Friday, February 20, 2009

The Problem of Induction

The Enlightenment brought up a plethora of philosophical disputes, many of them concerning the place of religion. However, what is often overlooked is the radical skepticism that some philosophers concluded about our ability to have knowledge - any knowledge at all! Perhaps the most distinguished philosopher of this stripe is the late eighteenth-century deist, David Hume. Hume accepted a version of the teleological argument for God's existence, but most of his skeptical conclusions were things that even he didn't believe in practice. For example, he famously rejected the notion that we have a firm basis to believe in the law of causation, even though he himself affirmed it. In a February 1754 letter to John Steward, Hume explains, "But allow me to tell you that I never asserted so absurd a Proposition as that anything might arise without a cause." [1]

However, this post is dedicated to a different problem that Hume brings to our attention. This issue is known today as the "problem of induction." In our daily experiences, we use induction all the time. As I turn the knobs in my sink, I expect water to flow out in order to wash my hands. The reason I expect this is because in every past instance where I have turned the knobs, I have successfully been able to wash my hands with water. In other words, induction makes use of probability to arrive at some inference. We believe the future will be like the past.

Hume's question is this: why assume the future will be like the past? On what rational basis do we make this conclusion? It is true that we must do so in practice, but Hume and others want to know the rational foundation of this conclusion. One might suggest that we can trust in induction based on the uniformity of nature - that is, nature behaves in certain predictable ways because it has some inherent disposition toward regularity. Upon reflection, however, this explanation will not suffice. For, why do we believe in the uniformity of nature? Presumably, it is because we use induction to come to the conclusion that nature is uniform. It should be fairly obvious by now that this is nothing more than a circular argument.
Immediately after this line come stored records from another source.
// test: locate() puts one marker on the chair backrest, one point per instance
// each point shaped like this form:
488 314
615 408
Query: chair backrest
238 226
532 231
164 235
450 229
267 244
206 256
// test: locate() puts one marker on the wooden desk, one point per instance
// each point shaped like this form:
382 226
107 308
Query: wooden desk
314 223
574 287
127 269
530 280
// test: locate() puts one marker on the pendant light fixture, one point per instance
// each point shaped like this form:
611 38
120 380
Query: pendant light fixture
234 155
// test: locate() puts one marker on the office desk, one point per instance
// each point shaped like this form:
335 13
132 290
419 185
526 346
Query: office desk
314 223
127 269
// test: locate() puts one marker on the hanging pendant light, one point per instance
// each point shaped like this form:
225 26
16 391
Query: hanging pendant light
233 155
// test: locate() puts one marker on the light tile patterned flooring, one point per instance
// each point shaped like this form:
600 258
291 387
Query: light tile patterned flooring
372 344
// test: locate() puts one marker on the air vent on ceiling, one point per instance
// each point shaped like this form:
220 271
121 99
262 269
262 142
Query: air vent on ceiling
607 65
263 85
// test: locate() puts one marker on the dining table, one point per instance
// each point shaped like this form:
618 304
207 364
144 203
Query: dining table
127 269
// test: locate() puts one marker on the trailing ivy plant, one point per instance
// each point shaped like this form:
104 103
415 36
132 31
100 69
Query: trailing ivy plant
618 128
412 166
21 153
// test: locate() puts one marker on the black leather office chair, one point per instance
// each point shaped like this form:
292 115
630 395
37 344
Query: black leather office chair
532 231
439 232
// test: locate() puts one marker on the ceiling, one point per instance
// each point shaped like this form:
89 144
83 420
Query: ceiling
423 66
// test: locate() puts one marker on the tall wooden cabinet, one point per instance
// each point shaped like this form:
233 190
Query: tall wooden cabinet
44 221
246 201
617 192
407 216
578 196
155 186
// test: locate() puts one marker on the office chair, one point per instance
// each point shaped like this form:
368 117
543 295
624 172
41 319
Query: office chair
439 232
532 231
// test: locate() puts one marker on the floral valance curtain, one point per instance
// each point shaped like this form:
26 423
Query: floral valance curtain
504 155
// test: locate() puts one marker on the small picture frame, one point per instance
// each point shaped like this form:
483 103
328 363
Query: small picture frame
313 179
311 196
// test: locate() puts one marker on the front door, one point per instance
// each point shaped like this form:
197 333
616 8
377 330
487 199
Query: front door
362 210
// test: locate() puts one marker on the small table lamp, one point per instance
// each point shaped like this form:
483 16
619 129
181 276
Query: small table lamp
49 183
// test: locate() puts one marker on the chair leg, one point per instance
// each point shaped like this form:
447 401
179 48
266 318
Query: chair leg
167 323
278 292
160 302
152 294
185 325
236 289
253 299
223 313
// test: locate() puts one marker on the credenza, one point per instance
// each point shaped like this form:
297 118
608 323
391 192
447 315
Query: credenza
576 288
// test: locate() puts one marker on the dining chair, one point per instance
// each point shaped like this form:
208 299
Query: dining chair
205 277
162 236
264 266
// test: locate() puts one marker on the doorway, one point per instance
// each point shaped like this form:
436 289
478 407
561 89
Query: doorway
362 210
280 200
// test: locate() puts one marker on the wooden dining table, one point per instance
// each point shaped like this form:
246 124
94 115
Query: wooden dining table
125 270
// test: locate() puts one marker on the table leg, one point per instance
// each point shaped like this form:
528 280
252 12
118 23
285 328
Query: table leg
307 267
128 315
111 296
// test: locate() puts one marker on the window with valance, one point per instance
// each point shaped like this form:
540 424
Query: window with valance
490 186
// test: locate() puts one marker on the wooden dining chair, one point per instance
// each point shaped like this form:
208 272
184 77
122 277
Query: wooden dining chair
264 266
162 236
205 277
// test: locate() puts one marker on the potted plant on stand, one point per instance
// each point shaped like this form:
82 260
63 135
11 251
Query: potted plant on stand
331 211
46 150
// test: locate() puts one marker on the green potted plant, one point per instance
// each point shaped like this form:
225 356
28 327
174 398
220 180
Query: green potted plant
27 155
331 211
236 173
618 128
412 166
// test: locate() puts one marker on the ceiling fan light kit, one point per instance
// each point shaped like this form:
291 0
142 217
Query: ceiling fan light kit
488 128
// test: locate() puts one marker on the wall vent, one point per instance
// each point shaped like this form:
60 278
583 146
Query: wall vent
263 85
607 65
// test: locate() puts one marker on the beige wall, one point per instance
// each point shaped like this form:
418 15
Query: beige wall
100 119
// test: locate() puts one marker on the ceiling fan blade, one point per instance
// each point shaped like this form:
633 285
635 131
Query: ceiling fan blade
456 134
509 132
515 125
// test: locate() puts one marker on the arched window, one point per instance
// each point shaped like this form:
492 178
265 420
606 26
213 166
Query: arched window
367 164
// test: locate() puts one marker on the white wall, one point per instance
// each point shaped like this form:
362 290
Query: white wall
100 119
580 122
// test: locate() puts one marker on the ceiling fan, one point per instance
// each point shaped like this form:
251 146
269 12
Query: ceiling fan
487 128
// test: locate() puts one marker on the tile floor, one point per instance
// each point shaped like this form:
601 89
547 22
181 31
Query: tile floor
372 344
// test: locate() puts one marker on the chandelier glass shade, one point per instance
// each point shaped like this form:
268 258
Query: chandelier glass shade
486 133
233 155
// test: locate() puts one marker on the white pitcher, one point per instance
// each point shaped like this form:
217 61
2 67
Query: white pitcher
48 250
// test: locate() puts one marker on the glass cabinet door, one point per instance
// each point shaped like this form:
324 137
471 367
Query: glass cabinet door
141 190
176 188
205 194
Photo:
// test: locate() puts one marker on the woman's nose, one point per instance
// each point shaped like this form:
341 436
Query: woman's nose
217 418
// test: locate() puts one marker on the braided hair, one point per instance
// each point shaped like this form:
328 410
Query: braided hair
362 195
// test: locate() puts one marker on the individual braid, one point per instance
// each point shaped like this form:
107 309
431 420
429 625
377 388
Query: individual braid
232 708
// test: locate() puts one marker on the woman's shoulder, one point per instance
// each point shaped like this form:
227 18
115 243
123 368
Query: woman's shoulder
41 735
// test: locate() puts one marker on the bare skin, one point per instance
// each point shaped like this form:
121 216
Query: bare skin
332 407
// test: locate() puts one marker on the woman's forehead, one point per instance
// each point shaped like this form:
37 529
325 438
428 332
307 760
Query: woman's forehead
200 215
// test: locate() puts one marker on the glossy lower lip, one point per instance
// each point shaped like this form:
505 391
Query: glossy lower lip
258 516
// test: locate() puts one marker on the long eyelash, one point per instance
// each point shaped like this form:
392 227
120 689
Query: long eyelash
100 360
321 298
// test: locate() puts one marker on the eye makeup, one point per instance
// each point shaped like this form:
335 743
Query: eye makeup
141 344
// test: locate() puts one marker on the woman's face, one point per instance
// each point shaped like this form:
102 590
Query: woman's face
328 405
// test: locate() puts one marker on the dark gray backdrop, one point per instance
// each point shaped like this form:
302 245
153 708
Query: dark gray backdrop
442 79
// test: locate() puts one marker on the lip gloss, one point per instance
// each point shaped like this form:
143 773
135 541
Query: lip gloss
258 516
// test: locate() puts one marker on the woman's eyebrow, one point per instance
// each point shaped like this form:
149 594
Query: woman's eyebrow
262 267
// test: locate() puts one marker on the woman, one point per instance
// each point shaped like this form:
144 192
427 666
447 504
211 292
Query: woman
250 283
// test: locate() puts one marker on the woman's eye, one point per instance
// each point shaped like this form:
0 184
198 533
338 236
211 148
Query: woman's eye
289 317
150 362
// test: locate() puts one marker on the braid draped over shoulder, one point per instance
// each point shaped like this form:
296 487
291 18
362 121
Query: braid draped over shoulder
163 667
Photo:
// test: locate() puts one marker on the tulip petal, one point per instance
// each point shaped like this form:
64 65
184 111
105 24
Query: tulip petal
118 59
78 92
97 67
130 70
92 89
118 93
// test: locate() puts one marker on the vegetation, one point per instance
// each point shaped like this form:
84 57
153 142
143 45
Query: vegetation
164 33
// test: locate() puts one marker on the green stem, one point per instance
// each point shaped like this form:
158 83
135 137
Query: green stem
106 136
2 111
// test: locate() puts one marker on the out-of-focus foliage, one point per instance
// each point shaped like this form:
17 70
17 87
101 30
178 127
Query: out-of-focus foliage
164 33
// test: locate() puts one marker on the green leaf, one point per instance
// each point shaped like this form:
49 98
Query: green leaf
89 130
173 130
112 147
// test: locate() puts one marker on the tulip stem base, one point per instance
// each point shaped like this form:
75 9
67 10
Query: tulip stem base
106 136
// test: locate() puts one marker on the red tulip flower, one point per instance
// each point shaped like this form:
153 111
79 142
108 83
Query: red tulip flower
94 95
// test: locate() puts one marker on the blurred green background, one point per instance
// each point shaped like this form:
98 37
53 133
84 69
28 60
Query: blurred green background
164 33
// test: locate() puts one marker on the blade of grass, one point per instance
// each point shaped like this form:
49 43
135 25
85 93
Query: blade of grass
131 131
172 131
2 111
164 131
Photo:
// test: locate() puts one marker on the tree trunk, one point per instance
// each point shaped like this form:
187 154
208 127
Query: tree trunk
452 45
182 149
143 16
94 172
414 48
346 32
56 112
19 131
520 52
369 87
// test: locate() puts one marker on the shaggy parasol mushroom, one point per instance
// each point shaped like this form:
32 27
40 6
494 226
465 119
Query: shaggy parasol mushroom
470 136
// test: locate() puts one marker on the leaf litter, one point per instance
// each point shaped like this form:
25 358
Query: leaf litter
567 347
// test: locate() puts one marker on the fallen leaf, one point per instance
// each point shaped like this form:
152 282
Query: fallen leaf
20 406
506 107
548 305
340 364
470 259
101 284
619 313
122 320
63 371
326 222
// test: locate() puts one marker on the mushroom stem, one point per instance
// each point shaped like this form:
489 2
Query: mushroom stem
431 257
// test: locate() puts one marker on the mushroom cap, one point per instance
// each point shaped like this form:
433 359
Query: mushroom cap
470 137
The interlocutor asserts that we can trust in induction because nature is uniform, but he has to justify his belief in the uniformity of nature based on his own acceptance of induction.

In my earlier posts, I referred to the uniformity of nature, but that was in the context of how we can know certain analytical truths are necessarily true (i.e. A=A is necessary true at every time and in every place). What the problem of induction raises is the issue of various physical phenomena, such as gravity or electromagnetism, which aren't logically necessary in any broad sense.

The theist justifies both the use of induction, as well as our belief in the uniformity of nature (in all its specific points) on the grounds that God created the world, and that the world reflects the order and uniformity that He imbues in it by His sovereignty. Notice that now we're not stuck in a vicious circle, but rather we have somewhat of a spiral. We are no longer arguing, "A because A," but rather, "A because B." God, who is on a higher metaphysical plane than the physical cosmos, is what provides the rational foundation for induction, according to this view.


Works Cited


[1] The Letters of David Hume, 2 Volumes, edited by J.Y.T. Greig, Clarendon Press, 1932, 1:187.